REPUBLIKA.CO.ID, JAKARTA -- Lembaga Bantuan Hukum (LBH) Jakarta mengatakan penanganan ujaran kebencian (hate speech) oleh Polri dikhawatirkan membatasi partisipasi masyarakat. Partisipasi masyarakat dalam rangka memberikan kritik terhadap pemerintah dinilai menjadi terbatas.
"Peluang membatasi masyarakat untuk mengkritik pemerintah sangat besar," kata Direktur LBH Jakarta Alghiffari Aqsa, Jakarta, Selasa (10/11).
Ia mengatakan tujuan dari pengaturan ujaran kebencian adalah untuk mencegah konflik horizontal di masyarakat. Menurutnya, Surat Edaran Kapolri Nomor SE/6/X/2015 itu memungkinkan salah penafsiran yang keliru terutama untuk kebebasan berpendapat.
Ia mengatakan hal itu didasari karena dicantumkannya pasal penghinaan dan pencemaran nama baik sebagai bentuk tindak pidana yang digolongkan sebagai ujaran kebencian. "Sebagaimana kita ketahui bahwa pasal pencemaran nama baik merupakan pasal karet yang sering digunakan untuk membungkam kebebasan berpendapat dan berekspresi," ujarnya.
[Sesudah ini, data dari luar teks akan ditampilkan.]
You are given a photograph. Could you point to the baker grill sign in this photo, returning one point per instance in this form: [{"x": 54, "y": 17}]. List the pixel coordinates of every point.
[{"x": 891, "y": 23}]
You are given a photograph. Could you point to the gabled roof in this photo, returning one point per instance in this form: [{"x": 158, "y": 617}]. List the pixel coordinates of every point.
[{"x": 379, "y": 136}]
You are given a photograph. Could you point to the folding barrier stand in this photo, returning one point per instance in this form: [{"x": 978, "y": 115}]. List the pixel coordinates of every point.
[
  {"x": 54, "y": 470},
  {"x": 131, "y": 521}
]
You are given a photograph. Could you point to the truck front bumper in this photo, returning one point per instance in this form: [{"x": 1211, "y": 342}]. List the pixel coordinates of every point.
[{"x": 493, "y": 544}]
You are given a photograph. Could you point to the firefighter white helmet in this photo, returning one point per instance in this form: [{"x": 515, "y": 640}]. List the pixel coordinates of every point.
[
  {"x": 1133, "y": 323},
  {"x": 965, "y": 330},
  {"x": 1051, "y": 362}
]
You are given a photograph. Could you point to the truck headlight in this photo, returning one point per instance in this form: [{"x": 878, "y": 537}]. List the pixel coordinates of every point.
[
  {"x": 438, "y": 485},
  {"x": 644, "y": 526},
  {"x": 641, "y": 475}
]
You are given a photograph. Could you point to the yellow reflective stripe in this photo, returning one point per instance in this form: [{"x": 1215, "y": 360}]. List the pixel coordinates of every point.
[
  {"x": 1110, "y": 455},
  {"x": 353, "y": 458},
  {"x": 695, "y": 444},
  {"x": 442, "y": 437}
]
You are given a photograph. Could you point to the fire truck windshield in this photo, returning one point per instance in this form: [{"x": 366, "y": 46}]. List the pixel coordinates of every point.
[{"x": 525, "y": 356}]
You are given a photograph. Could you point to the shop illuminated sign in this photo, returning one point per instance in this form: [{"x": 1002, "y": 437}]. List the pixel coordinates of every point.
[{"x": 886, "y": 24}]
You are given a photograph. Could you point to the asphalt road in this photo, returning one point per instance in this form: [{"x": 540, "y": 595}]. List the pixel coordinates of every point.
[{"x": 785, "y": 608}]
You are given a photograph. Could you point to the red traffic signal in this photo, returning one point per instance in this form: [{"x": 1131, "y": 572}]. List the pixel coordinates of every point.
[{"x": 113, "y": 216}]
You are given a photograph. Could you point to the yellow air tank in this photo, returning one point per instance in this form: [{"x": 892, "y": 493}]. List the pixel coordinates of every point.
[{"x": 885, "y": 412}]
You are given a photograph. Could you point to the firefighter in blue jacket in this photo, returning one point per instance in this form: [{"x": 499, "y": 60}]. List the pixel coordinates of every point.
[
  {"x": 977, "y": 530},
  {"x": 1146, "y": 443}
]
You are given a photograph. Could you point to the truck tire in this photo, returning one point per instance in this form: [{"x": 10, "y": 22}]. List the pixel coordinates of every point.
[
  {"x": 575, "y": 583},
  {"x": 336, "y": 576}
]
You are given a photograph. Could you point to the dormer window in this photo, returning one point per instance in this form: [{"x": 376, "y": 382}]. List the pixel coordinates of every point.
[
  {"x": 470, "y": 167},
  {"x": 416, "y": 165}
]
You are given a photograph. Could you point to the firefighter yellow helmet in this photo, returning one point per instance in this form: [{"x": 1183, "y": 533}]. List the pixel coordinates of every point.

Untuk itu, ia mengatakan surat edaran itu harus dibuat lebih detail sehingga tidak terjadi kesalahpahaman dalam implementasi di lapangan oleh kepolisian. "Surat edaran ditarik kemudian fokus kepada pencegahan konflik horizontal dan penyerangan terhadap kelompok tertentu berdasarkan ras, agama, kepercayaan, etnis, gender, warna kulit dan lainnya," katanya.